I agree, B&R has no history in watchmaking, they entered the industry by marketing Sinn made watches with both Sinn and B&R writings on the dials. The Instrument series is just a 656 with a square face:roll:


----------



## socalbreeze

I dont think anybody will overtake Rolex, not even Panerai, which is the epitomy of "cool" right now and probably commands a better re-sell value than Rolex. As for Patek, Yes its a great watch company but I dont think it can compete with Rolex on popularity and re-sell value. 

I love BR. I think in the near future it will become a powerhouse. Give them a few more years to develop a in-house movement, just keep designing innovative instruments and they'll definitely be a force to be reckon with. Unfortunately right now they do not have a history to back them and is viewed more as a fashion watch by the WIS.


----------



## petergunny

the black PVD BR with orange marker has very good resale value I heard...


----------



## midshipman01

Aqua Spearo said:


> originally designed funky watches are the most collectible.. Omega ploprof? ancient massive panerai watches?

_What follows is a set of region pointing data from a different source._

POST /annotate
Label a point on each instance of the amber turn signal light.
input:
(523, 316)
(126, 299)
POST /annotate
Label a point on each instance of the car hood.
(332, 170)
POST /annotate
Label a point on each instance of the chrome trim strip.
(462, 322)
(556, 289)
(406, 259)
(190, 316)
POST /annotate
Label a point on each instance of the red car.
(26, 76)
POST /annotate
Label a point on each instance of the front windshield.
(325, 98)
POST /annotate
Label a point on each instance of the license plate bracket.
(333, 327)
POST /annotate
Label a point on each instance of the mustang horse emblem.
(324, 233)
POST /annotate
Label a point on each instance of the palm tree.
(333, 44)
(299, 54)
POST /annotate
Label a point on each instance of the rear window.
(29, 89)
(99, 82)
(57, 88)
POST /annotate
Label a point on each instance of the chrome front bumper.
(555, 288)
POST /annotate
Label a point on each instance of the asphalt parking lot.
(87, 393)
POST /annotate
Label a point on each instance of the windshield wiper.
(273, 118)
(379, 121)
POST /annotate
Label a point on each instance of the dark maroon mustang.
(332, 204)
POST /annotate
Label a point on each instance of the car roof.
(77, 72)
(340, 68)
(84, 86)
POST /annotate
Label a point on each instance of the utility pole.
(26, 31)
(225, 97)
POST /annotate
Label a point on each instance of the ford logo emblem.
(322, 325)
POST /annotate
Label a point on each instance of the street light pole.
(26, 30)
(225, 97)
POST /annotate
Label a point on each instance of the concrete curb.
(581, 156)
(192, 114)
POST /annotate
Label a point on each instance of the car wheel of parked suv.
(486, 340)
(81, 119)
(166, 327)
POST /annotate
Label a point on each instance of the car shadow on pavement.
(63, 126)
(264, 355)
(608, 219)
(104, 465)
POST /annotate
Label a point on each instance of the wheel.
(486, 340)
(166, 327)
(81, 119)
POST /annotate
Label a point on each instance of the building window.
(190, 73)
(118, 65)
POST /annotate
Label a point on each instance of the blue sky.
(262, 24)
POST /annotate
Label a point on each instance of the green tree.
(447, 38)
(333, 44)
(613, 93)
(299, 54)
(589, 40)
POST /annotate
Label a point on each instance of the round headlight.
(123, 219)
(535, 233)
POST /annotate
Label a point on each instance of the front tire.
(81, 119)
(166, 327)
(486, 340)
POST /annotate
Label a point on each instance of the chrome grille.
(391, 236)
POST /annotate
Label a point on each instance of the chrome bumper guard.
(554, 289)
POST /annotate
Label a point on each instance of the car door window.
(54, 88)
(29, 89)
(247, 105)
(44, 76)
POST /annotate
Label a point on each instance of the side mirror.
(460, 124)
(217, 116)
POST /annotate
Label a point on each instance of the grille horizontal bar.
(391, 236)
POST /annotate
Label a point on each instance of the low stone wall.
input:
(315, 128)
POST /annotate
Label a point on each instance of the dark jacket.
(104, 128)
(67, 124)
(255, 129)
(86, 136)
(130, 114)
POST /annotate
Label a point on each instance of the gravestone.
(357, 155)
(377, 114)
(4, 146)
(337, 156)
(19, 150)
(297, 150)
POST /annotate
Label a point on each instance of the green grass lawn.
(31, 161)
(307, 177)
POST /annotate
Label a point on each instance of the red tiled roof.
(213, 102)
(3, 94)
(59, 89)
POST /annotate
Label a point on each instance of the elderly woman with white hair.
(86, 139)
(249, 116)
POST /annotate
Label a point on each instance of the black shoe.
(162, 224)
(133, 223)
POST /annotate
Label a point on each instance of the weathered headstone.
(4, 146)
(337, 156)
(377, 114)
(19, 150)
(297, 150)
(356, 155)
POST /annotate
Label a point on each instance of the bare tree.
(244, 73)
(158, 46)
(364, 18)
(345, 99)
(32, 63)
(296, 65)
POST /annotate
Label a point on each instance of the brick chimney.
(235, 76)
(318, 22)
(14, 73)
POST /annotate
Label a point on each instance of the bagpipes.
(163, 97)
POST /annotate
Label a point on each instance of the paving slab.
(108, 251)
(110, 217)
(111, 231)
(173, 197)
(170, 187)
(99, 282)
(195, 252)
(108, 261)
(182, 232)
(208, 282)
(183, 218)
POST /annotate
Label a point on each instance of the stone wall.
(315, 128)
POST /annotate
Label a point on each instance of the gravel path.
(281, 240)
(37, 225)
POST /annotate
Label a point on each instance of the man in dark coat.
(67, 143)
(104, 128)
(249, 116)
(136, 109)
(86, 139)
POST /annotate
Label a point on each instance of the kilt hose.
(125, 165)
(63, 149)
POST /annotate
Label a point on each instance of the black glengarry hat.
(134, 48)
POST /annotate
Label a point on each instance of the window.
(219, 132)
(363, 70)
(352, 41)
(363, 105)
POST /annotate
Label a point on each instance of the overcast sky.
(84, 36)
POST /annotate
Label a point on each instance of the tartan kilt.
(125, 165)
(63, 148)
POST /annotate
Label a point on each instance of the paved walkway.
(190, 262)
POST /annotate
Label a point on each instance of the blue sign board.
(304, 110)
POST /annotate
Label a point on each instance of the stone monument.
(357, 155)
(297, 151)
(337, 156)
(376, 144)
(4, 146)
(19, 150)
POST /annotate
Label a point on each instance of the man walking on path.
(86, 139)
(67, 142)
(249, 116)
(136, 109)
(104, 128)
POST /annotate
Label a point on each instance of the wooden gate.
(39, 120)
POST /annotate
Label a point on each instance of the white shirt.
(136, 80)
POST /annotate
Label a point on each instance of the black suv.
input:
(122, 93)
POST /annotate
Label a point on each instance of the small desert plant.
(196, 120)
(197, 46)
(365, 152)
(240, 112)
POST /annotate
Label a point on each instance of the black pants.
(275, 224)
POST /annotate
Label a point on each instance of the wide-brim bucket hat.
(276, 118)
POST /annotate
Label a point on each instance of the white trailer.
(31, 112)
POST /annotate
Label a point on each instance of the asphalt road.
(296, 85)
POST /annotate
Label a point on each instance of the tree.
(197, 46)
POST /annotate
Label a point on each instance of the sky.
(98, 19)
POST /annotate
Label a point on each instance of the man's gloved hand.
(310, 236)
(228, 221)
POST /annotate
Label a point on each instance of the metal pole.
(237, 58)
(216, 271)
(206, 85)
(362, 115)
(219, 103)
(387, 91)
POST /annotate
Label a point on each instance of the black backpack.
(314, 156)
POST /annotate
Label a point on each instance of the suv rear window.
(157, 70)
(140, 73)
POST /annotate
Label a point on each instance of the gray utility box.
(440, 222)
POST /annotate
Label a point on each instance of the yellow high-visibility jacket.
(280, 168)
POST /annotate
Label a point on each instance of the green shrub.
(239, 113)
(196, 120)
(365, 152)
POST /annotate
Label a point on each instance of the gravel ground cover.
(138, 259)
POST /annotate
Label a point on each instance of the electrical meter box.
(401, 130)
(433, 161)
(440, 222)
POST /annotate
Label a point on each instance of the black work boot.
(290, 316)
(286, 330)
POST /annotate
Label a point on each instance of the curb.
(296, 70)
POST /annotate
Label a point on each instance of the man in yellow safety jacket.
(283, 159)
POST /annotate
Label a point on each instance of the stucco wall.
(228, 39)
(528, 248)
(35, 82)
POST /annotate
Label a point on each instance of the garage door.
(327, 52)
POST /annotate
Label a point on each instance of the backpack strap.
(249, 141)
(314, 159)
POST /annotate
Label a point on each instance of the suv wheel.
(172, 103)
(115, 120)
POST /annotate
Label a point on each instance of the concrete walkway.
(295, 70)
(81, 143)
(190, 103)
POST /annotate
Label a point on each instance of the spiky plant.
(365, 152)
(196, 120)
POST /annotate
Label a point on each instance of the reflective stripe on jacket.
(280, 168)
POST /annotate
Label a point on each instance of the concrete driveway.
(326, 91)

Heuer Monaco? Even the Submariner was extreme funky before it was mainstream. If the watch doesnt have an original aesthetic design, it will never be worth anything... something also doesnt have to be in style all the time to collect it. I dont think rolex is in style with generation Y right now.. it seems like a cliche yuppy baby boomer status symbol to most that is the exact opposite of cool. BR and Panerai own Cool right now. The other brands are missing out on the big thing in the future which will be the distressed PVD look with nice leather straps. High polished stainless blingy SS watches are not in style. The PVD BR01 will age like fine wine.


I agree, but what you're overlooking is why those particular watches are popular. The reason is that the brands still have a lot of clout. This makes anything they've done in the past, especially the really unique stuff, worth coveting. The unique watches you didn't mention number in the thousands, but we don't give a rip about them because (for the most part) they, and their brand, became irrelevant long ago. That most of them have styling or technology that is heavily rooted in a particular time period makes them all the more subject to obscurity.

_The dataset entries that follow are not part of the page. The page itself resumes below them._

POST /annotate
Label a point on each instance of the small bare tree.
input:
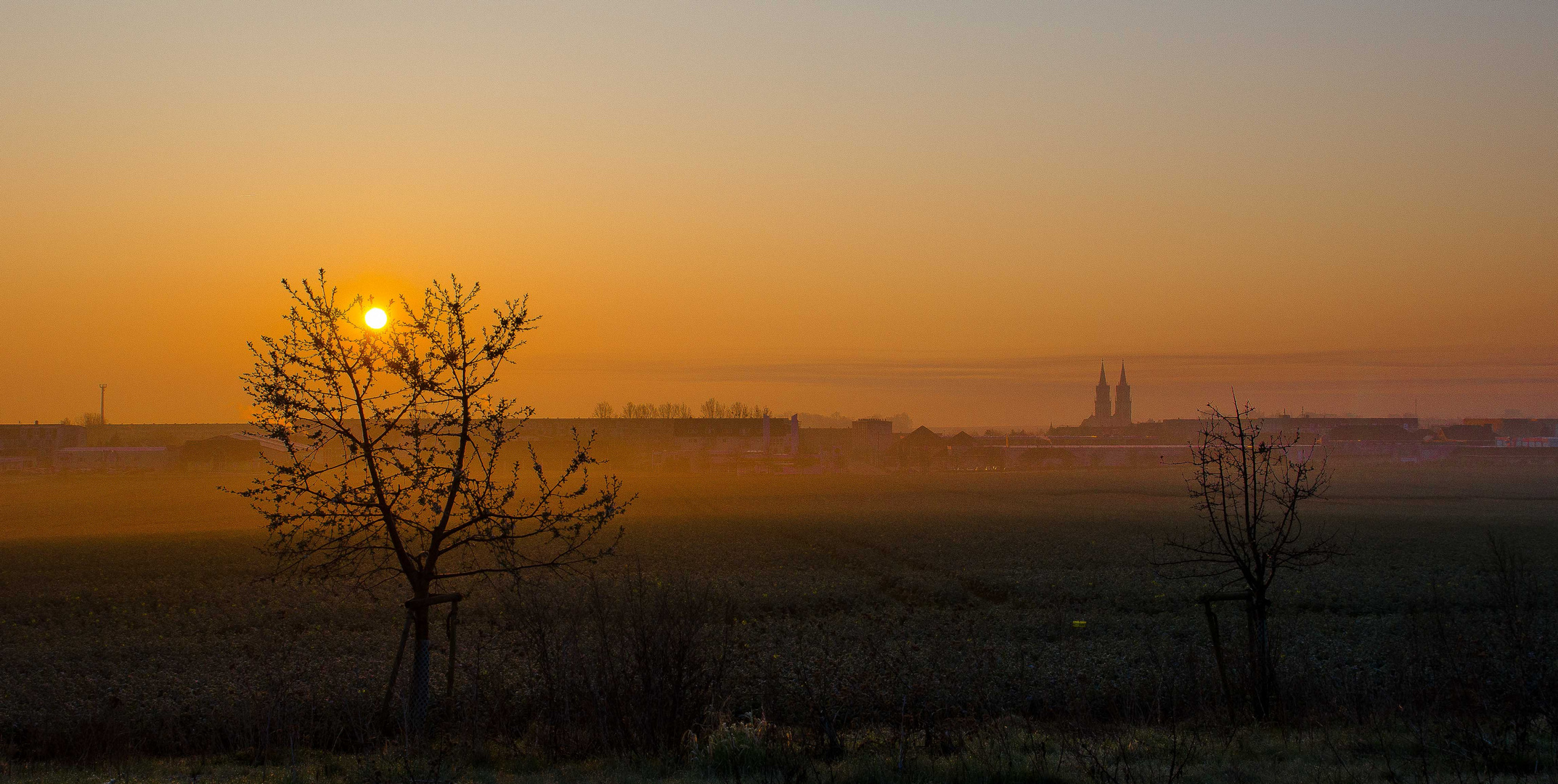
(401, 463)
(1249, 486)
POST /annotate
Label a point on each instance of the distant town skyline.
(943, 209)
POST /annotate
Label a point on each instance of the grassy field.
(136, 618)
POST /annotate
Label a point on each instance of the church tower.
(1122, 399)
(1101, 401)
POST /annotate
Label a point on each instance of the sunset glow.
(951, 211)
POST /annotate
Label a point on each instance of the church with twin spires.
(1104, 415)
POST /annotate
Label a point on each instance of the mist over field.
(139, 619)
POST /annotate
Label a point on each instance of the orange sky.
(829, 208)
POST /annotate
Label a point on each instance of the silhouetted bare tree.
(395, 465)
(1249, 486)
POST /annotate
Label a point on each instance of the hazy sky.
(949, 209)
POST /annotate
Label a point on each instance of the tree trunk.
(1261, 657)
(421, 672)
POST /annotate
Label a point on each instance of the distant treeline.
(711, 409)
(714, 409)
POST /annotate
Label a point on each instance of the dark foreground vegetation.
(781, 629)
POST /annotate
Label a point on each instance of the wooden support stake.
(1218, 642)
(395, 671)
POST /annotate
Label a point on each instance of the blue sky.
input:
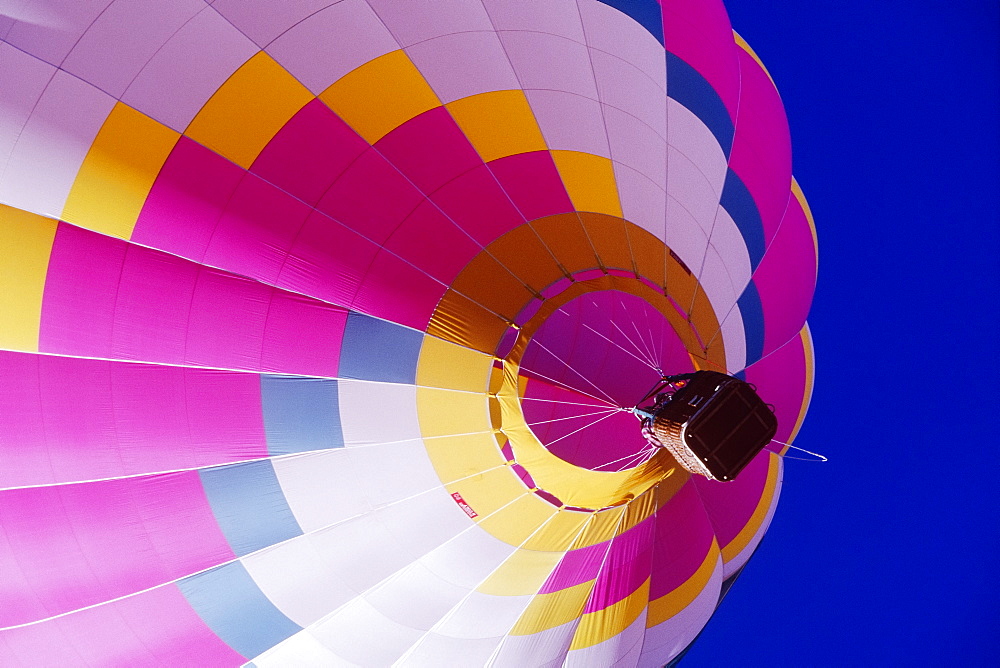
(888, 554)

This is why I still believe that 1 or 2 unique designs is not enough to hold our interest over a 50+ year time period. Even Panerai, which we would probably consider cool or important, really teeters on the edge of being a complete unknown for a great deal of the general public...and I would attribute this to the lack of real innovation, and a heavy reliance on on the mystique of a brand that most people are too young to actually remember.

No, to become a Rolex, it takes that same leap that B&R has made over the last 10 years, plus another, and another, and another. If B&R still matters to our kids, and their kids, then the unique designs they're doing today will be relevant and coveted. If not, they'll be relegated to cult status among a tiny percentage who talk watches on the internet.


----------



## Aqua Spearo

.. ok first thing, the 656 was designed by bruno bellamich.. you realize that he came up with the BR01 concept first, and Sinn used his dial for the 656 right?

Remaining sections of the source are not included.